Introduction

Imagine you have two tests, Test A and Test B, with maximum possible scores of 720 and 100, respectively. You want to compare the scores of a student who scored 600 on Test A and 80 on Test B.

Since the maximum marks for the two tests are different, it's not immediately clear how well the student performed on each test relative to the maximum possible score. This is where z-scores come in.

That is where the concept of Z scores come in. It helps us in comparing the values which are not measured in the same way ( Scoring a score of 90 on Test B might be an achievement but we can't say same for Test A.

Comparing two quantities having different scale

Now, if we wish to compare them, we would have to bring them down to the same scale. Assuming that the distributions follow normal distribution, We do this in two steps:

1. Centre the distributions around the mean (We do this by subtracting Mean value from each data point)

2. Calculate How many standard deviations away each data point Is from the mean.

so our new value for each data point can be written as

$$\frac{Xi-x̄}{s}$$

Where xi is our data value,
x̄ is sample mean
s is sample standard deviations

This distance of a data point from mean in terms of standard deviation is known as Z-score.

Z-Score

A z-score measures how many standard deviations a particular data point is away from the mean of the dataset. It standardizes data, allowing us to compare values from different distributions.

Z-scores help identify how unusual or typical a data point is within a dataset. A positive z-score indicates a value above the mean, while a negative z-score indicates a value below the mean.
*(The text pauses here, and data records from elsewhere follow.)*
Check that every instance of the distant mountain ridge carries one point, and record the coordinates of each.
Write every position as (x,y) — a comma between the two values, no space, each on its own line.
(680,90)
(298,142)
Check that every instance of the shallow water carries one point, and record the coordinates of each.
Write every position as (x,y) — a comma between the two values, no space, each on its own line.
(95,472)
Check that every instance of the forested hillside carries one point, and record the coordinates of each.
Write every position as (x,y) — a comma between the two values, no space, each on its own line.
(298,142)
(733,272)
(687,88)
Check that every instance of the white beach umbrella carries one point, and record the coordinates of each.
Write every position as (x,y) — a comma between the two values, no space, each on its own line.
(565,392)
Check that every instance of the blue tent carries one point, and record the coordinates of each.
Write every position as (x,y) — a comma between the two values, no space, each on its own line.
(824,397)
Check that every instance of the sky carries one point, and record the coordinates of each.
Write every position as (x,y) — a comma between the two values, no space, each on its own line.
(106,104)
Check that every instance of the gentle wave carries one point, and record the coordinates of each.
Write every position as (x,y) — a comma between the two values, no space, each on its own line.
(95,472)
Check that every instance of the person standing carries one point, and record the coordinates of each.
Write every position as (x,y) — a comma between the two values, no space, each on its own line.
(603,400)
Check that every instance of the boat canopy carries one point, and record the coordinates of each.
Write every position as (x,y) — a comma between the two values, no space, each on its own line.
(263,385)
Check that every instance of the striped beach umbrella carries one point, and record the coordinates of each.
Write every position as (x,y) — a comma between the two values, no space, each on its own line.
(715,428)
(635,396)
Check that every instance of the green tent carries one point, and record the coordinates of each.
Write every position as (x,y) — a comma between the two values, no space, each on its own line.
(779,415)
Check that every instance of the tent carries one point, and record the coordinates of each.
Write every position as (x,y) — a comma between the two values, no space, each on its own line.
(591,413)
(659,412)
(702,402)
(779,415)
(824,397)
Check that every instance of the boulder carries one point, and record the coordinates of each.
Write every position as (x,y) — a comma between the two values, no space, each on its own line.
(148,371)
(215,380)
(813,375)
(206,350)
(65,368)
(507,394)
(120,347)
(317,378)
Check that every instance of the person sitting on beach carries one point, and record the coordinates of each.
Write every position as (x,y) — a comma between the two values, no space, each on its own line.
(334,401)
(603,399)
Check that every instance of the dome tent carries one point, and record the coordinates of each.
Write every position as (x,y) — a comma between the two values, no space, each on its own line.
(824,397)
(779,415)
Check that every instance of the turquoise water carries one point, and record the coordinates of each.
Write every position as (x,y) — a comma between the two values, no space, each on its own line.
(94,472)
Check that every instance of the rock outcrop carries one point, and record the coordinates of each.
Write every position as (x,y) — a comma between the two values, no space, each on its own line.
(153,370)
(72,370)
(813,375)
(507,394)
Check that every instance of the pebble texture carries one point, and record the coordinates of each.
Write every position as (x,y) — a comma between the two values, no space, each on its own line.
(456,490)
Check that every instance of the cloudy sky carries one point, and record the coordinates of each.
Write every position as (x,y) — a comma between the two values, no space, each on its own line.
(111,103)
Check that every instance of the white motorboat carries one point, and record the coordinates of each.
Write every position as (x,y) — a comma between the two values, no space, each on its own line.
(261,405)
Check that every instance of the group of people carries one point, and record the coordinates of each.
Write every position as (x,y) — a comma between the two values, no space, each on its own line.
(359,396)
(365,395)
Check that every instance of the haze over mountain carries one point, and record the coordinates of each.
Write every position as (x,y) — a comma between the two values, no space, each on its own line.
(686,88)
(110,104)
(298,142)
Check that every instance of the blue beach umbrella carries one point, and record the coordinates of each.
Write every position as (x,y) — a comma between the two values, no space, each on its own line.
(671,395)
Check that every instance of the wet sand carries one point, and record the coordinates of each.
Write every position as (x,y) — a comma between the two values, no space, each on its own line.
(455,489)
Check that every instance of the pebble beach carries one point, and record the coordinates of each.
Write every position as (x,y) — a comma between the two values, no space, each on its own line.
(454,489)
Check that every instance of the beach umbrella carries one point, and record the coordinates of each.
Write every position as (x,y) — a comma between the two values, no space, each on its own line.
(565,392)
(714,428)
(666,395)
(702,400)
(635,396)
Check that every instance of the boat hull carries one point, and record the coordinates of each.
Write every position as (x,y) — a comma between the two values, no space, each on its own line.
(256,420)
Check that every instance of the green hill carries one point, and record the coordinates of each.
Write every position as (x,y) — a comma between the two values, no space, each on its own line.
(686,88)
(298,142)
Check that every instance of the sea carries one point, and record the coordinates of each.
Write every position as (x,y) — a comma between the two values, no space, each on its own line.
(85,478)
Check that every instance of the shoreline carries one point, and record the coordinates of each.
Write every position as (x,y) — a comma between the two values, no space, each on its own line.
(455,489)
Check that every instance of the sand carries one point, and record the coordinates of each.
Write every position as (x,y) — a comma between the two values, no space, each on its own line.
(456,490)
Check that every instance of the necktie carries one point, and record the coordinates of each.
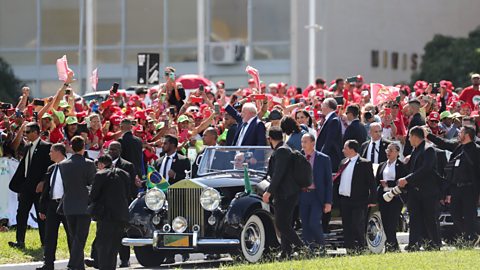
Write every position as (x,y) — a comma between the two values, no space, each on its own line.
(52,186)
(165,175)
(339,173)
(372,156)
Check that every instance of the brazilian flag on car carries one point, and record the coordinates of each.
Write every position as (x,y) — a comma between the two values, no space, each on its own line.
(154,179)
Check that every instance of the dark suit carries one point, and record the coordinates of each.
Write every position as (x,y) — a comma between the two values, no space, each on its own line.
(390,211)
(423,196)
(285,193)
(382,155)
(255,134)
(354,208)
(312,201)
(355,131)
(329,141)
(132,151)
(49,208)
(26,186)
(110,189)
(77,173)
(416,120)
(180,164)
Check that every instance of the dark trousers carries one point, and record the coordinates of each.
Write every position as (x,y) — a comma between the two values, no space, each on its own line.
(424,225)
(390,212)
(79,226)
(464,211)
(354,223)
(108,240)
(52,224)
(25,202)
(283,221)
(311,209)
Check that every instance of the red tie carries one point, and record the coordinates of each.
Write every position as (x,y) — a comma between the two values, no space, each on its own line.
(339,173)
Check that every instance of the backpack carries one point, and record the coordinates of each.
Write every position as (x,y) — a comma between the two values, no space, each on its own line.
(302,170)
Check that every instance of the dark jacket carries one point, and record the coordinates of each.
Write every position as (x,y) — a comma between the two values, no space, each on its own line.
(363,189)
(355,131)
(38,166)
(282,183)
(416,120)
(329,141)
(423,178)
(180,164)
(111,189)
(382,155)
(255,134)
(322,177)
(77,174)
(132,151)
(400,171)
(130,169)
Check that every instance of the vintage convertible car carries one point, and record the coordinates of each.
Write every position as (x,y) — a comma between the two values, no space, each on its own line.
(213,213)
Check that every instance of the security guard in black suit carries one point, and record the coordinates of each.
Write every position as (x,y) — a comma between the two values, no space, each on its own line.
(463,175)
(423,193)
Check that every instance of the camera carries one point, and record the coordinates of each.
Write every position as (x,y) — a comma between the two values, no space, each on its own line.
(395,191)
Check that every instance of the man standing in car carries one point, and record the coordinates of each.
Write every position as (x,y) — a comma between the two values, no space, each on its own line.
(284,190)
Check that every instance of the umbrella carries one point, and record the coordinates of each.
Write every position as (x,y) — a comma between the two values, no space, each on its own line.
(193,81)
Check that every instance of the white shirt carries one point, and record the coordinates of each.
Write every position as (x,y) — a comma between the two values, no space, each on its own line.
(345,188)
(389,171)
(169,165)
(377,151)
(243,131)
(57,189)
(30,152)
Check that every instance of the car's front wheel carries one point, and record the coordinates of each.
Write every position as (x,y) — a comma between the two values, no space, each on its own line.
(148,257)
(253,239)
(375,235)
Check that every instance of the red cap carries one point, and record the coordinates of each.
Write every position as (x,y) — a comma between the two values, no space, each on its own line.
(140,115)
(434,116)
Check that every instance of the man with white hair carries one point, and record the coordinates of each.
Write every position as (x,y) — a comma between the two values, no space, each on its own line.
(251,130)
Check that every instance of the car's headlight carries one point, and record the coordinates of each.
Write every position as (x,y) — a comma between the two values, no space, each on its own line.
(155,199)
(210,199)
(179,224)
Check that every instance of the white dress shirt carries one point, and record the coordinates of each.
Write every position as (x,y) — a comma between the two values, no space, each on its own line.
(241,135)
(389,171)
(377,151)
(29,154)
(345,188)
(169,165)
(57,189)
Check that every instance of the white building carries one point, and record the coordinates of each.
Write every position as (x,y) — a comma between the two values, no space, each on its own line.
(382,40)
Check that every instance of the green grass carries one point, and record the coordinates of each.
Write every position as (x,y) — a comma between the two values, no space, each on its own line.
(33,251)
(457,259)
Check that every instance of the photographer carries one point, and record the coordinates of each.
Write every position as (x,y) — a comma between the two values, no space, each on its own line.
(463,174)
(387,177)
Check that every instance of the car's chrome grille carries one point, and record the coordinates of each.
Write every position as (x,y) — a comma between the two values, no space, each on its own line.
(185,202)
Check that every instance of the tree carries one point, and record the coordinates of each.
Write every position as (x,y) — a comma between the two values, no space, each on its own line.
(9,84)
(453,59)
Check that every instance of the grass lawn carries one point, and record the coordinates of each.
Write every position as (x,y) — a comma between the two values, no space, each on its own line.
(458,259)
(33,251)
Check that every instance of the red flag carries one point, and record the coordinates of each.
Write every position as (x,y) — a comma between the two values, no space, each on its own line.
(255,75)
(381,93)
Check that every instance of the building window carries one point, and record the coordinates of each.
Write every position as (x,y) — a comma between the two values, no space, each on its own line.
(375,58)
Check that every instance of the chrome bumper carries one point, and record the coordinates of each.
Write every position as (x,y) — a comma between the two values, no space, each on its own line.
(140,242)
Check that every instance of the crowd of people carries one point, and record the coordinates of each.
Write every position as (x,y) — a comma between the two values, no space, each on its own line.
(345,132)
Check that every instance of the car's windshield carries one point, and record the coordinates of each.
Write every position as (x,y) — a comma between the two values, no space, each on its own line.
(217,159)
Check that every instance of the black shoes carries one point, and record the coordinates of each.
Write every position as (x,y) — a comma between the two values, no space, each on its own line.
(17,245)
(124,264)
(91,263)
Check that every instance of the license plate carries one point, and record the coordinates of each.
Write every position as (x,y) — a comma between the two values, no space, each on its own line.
(176,240)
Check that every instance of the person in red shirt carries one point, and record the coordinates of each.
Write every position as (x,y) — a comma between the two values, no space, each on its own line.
(471,92)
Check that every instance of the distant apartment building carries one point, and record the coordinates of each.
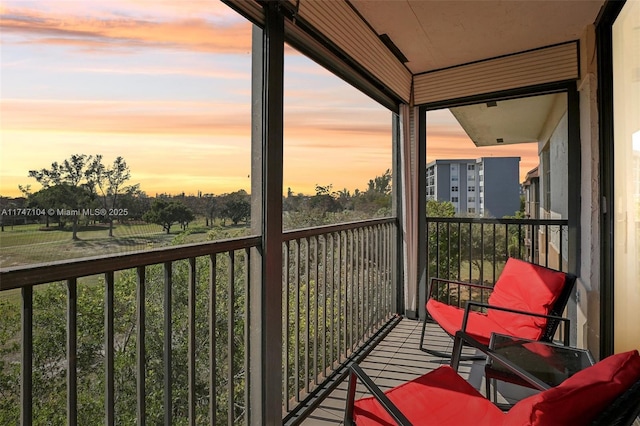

Z-scores also help in identifying outliers and understanding the relative position of a data point within a distribution.

Percentiles

Percentiles divide a dataset into 100 equal parts, with each percentile representing a certain portion of the data.

For instance, the 75th percentile is the value below which 75% of the data falls. Percentiles help us understand the distribution of data and give context to individual data points.

They are particularly useful for comparing where a specific value stands in relation to the entire dataset, allowing us to see if a value is relatively high or low.

Interpretation and Relationship

Z-scores can help determine which percentile a particular data point corresponds to in a standard normal distribution (a distribution with a mean of 0 and a standard deviation of 1) using Z table.

This is because in a standard normal distribution, the z-score directly corresponds to the percentile.

For example, in a standard normal distribution:

• A z-score of 0 corresponds to the 50th percentile (the median).

• A z-score of -1 corresponds roughly to the 16th percentile.

• A z-score of 1 corresponds roughly to the 84th percentile.

However, in distributions other than the standard normal distribution, the relationship between z-scores and percentiles is not as direct. You can use z-scores to calculate percentiles and vice versa, but the precise conversion depends on the characteristics of the specific distribution.

Practical implementation

Lets Go back to our problem of comparing the scores on Test A and on Test B and write a python code to Visualize it.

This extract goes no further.